Each of the freshmen was on campus this summer taking classes and playing pickup games with the returning players.
"All of them are going to help us in every area," Lighty said. "We have shooters, slashers and big men."
The Buckeyes also have some experience at the point and in the paint. Three-year starter Jamar Butler was one of the Big Ten's top point guards before Conley arrived. Butler averaged 4.6 assists per game two seasons ago. Junior college transfer Othello Hunter started the first eight games at center last season while Oden was recovering from a wrist injury.
What the Buckeyes don't have is a proven scoring threat from the wing. That has led to major expectations for Lighty, one of the main candidates to fill that role. Lighty spent most of last season coming off the bench and providing a defensive spark. A superb perimeter defender, he averaged 16.3 minutes and 3.7 points a game.
"David didn't need to score last year, but once he understands that (Ohio State) needs him to score he'll adopt a different mentality," said Dave Wojciechowski, who coached Lighty for four years at Villa-Angela-St. Joseph's High School in Cleveland, Ohio. "He's the type of guy that has the ability to put the basketball in the basket. He can be a big-time offensive threat."
Lighty showed some signs of that last month at the U-19 World Championships in Serbia. Lighty led the American team in field-goal percentage, making 31-of-45 attempts (68 percent), and averaged 8.7 points in 23.5 minutes per game.
"I got to see all of these great players from around the world," Lighty said. "I saw things that I can add to my game. A lot of people don't get that experience. I think it will help me out a lot."

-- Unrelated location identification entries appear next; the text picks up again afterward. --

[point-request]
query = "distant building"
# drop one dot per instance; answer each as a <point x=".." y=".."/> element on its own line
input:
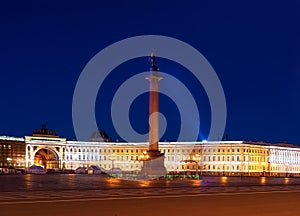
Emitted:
<point x="45" y="148"/>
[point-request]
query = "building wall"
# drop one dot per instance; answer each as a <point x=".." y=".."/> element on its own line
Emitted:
<point x="12" y="152"/>
<point x="228" y="158"/>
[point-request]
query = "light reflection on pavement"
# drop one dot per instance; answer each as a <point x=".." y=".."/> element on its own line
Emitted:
<point x="48" y="187"/>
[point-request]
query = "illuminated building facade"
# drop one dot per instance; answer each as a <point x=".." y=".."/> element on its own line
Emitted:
<point x="228" y="158"/>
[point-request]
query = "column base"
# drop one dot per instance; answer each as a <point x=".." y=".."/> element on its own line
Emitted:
<point x="154" y="166"/>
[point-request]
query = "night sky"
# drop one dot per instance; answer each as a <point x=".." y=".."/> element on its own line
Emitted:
<point x="254" y="47"/>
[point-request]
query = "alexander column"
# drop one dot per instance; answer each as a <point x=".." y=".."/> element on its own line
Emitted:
<point x="154" y="163"/>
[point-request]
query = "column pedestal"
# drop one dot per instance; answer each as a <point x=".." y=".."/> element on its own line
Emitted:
<point x="154" y="166"/>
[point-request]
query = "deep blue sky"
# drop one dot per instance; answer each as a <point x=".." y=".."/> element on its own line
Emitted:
<point x="254" y="46"/>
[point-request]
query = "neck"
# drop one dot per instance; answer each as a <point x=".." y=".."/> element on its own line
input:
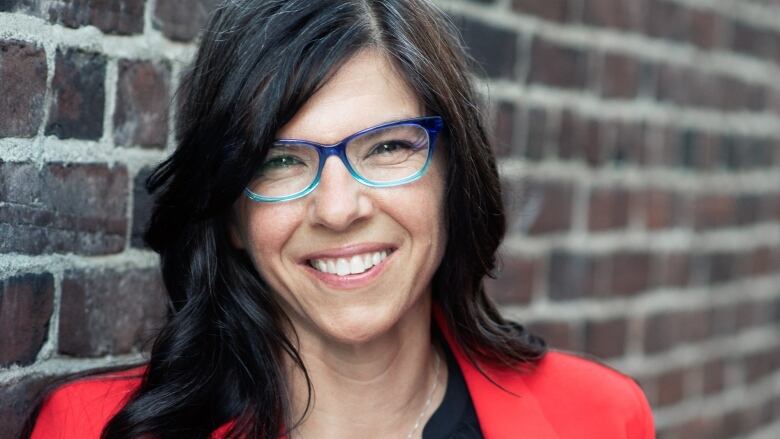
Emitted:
<point x="377" y="388"/>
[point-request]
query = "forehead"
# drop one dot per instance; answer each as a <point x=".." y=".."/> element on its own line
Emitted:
<point x="366" y="90"/>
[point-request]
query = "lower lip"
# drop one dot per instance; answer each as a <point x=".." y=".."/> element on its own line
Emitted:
<point x="350" y="281"/>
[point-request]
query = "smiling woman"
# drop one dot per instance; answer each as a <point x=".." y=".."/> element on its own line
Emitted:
<point x="325" y="225"/>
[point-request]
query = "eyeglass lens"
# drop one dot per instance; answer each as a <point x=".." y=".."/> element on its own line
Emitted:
<point x="381" y="156"/>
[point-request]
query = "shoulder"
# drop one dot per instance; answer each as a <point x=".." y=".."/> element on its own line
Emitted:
<point x="80" y="409"/>
<point x="571" y="387"/>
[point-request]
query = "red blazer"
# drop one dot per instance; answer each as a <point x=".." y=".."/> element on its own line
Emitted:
<point x="565" y="396"/>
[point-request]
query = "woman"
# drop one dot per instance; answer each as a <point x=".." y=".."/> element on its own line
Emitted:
<point x="324" y="228"/>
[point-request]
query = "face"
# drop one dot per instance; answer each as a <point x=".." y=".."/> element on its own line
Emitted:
<point x="398" y="228"/>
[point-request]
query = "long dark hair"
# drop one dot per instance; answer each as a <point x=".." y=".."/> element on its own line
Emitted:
<point x="219" y="356"/>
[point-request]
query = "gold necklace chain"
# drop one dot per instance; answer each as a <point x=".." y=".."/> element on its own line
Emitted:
<point x="430" y="396"/>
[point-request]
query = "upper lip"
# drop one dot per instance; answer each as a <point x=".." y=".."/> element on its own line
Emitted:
<point x="348" y="251"/>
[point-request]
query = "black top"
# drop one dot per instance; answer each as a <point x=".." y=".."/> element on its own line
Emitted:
<point x="455" y="418"/>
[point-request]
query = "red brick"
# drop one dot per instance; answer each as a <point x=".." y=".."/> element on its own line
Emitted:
<point x="504" y="124"/>
<point x="674" y="269"/>
<point x="631" y="273"/>
<point x="671" y="388"/>
<point x="537" y="136"/>
<point x="608" y="209"/>
<point x="724" y="266"/>
<point x="26" y="303"/>
<point x="62" y="208"/>
<point x="554" y="10"/>
<point x="666" y="20"/>
<point x="494" y="49"/>
<point x="182" y="20"/>
<point x="109" y="312"/>
<point x="606" y="339"/>
<point x="712" y="211"/>
<point x="713" y="376"/>
<point x="22" y="88"/>
<point x="538" y="207"/>
<point x="558" y="335"/>
<point x="574" y="275"/>
<point x="142" y="208"/>
<point x="623" y="14"/>
<point x="629" y="144"/>
<point x="122" y="17"/>
<point x="707" y="28"/>
<point x="143" y="94"/>
<point x="514" y="283"/>
<point x="661" y="209"/>
<point x="753" y="41"/>
<point x="558" y="66"/>
<point x="17" y="401"/>
<point x="619" y="76"/>
<point x="78" y="102"/>
<point x="582" y="139"/>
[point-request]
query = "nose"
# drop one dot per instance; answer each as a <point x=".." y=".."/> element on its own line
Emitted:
<point x="339" y="201"/>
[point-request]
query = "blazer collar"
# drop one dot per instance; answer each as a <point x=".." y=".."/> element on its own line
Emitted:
<point x="501" y="414"/>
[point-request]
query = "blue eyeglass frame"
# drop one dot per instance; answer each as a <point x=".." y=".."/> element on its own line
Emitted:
<point x="432" y="125"/>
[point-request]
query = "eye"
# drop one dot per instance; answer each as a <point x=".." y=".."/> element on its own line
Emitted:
<point x="389" y="147"/>
<point x="281" y="162"/>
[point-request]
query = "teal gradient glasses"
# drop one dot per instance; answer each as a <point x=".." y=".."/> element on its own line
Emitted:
<point x="385" y="155"/>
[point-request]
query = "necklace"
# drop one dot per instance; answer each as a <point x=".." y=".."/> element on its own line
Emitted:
<point x="430" y="396"/>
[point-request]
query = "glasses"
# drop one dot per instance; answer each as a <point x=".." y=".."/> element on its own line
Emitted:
<point x="385" y="155"/>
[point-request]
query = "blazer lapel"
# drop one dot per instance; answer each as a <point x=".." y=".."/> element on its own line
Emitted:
<point x="501" y="414"/>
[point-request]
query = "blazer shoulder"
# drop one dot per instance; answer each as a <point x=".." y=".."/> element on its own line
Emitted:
<point x="577" y="387"/>
<point x="80" y="409"/>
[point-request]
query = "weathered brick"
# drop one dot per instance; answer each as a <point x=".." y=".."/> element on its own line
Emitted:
<point x="606" y="339"/>
<point x="557" y="334"/>
<point x="707" y="28"/>
<point x="537" y="135"/>
<point x="22" y="88"/>
<point x="629" y="145"/>
<point x="670" y="388"/>
<point x="25" y="308"/>
<point x="558" y="66"/>
<point x="661" y="209"/>
<point x="504" y="124"/>
<point x="674" y="269"/>
<point x="121" y="17"/>
<point x="538" y="207"/>
<point x="109" y="311"/>
<point x="78" y="208"/>
<point x="631" y="272"/>
<point x="574" y="275"/>
<point x="494" y="49"/>
<point x="554" y="10"/>
<point x="78" y="102"/>
<point x="666" y="20"/>
<point x="713" y="210"/>
<point x="182" y="20"/>
<point x="514" y="283"/>
<point x="608" y="209"/>
<point x="713" y="376"/>
<point x="143" y="94"/>
<point x="142" y="208"/>
<point x="753" y="41"/>
<point x="624" y="14"/>
<point x="18" y="400"/>
<point x="582" y="138"/>
<point x="619" y="76"/>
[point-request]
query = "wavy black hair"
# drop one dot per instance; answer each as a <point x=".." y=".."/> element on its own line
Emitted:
<point x="220" y="355"/>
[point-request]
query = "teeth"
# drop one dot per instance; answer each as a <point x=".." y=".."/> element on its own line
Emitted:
<point x="355" y="265"/>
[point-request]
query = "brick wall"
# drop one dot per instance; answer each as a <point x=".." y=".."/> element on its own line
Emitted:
<point x="639" y="141"/>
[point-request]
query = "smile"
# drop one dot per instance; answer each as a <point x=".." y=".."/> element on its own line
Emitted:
<point x="355" y="264"/>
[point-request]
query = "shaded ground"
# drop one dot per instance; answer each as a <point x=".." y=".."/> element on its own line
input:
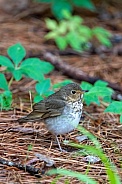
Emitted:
<point x="14" y="145"/>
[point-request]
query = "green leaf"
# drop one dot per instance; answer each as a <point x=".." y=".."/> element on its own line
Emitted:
<point x="61" y="42"/>
<point x="16" y="53"/>
<point x="5" y="100"/>
<point x="4" y="61"/>
<point x="17" y="74"/>
<point x="44" y="1"/>
<point x="59" y="6"/>
<point x="38" y="98"/>
<point x="95" y="93"/>
<point x="51" y="35"/>
<point x="61" y="84"/>
<point x="81" y="177"/>
<point x="101" y="83"/>
<point x="121" y="119"/>
<point x="46" y="67"/>
<point x="3" y="82"/>
<point x="62" y="27"/>
<point x="51" y="24"/>
<point x="86" y="85"/>
<point x="43" y="86"/>
<point x="114" y="107"/>
<point x="35" y="68"/>
<point x="74" y="40"/>
<point x="85" y="4"/>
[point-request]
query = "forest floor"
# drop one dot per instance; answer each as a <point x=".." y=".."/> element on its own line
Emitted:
<point x="15" y="139"/>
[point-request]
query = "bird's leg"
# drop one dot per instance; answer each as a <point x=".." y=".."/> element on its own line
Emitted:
<point x="59" y="144"/>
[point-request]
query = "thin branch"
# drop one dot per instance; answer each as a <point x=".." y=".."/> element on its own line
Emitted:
<point x="28" y="168"/>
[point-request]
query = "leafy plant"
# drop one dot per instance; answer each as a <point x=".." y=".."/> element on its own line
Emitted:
<point x="96" y="92"/>
<point x="100" y="92"/>
<point x="5" y="95"/>
<point x="96" y="150"/>
<point x="116" y="108"/>
<point x="43" y="90"/>
<point x="71" y="31"/>
<point x="58" y="6"/>
<point x="18" y="66"/>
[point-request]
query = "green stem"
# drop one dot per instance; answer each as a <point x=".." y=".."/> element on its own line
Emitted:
<point x="10" y="82"/>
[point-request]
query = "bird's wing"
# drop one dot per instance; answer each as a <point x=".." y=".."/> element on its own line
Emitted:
<point x="44" y="109"/>
<point x="49" y="108"/>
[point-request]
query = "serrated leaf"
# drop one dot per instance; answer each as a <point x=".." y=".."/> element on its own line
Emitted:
<point x="86" y="86"/>
<point x="95" y="93"/>
<point x="35" y="68"/>
<point x="17" y="74"/>
<point x="43" y="86"/>
<point x="74" y="40"/>
<point x="51" y="35"/>
<point x="3" y="82"/>
<point x="85" y="4"/>
<point x="101" y="83"/>
<point x="61" y="84"/>
<point x="5" y="100"/>
<point x="121" y="119"/>
<point x="59" y="6"/>
<point x="51" y="24"/>
<point x="61" y="42"/>
<point x="114" y="107"/>
<point x="16" y="53"/>
<point x="38" y="98"/>
<point x="44" y="1"/>
<point x="4" y="61"/>
<point x="90" y="98"/>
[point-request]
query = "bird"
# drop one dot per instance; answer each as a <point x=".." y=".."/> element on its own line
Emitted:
<point x="60" y="112"/>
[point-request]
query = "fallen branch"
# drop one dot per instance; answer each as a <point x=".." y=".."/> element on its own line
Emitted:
<point x="28" y="168"/>
<point x="75" y="73"/>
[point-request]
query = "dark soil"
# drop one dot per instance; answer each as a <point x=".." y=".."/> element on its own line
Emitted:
<point x="15" y="138"/>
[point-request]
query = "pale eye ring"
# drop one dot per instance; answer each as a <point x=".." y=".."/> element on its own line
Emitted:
<point x="73" y="92"/>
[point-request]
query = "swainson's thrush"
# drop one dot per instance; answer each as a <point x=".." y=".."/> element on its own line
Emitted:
<point x="60" y="111"/>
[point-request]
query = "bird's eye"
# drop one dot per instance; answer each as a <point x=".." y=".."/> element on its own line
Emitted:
<point x="73" y="92"/>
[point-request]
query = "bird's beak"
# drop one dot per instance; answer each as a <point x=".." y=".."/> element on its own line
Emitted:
<point x="85" y="91"/>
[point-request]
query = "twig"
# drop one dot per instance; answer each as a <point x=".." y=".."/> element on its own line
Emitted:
<point x="28" y="168"/>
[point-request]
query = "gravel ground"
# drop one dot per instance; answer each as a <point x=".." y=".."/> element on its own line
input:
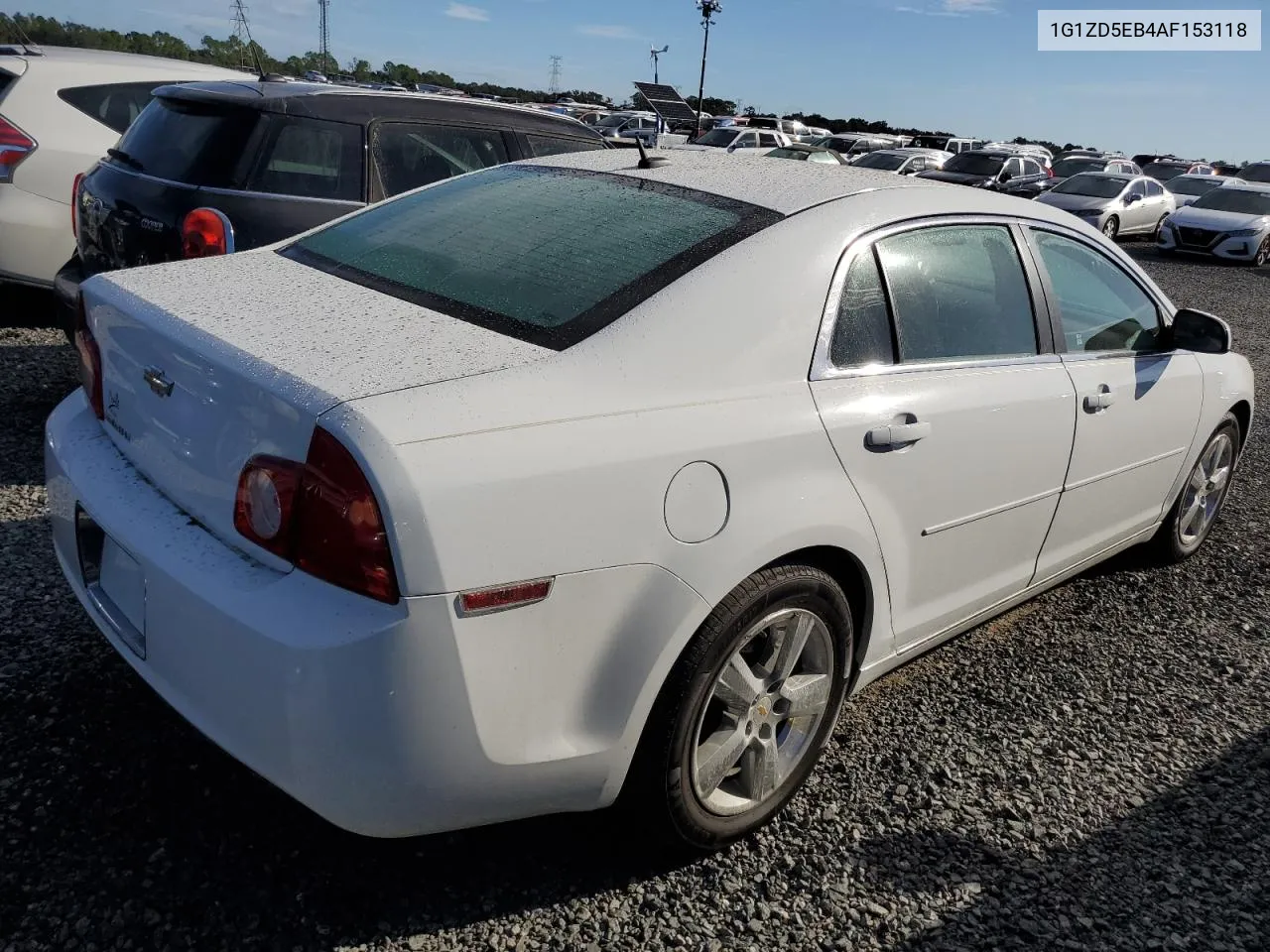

DePaul coach Jerry Wainwright, who was the head coach of the U.S. team, compared Lighty to San Antonio Spurs guard Bruce Bowen. Wainwright and was particularly impressed with Lighty's leadership skills.
"David was absolutely terrific," Wainwright said. "I named him our captain. He never had a bad possession and played fearlessly. I'd love to have him on my team."
If Lighty has his way, many other coaches will feel the same way by the end of next season.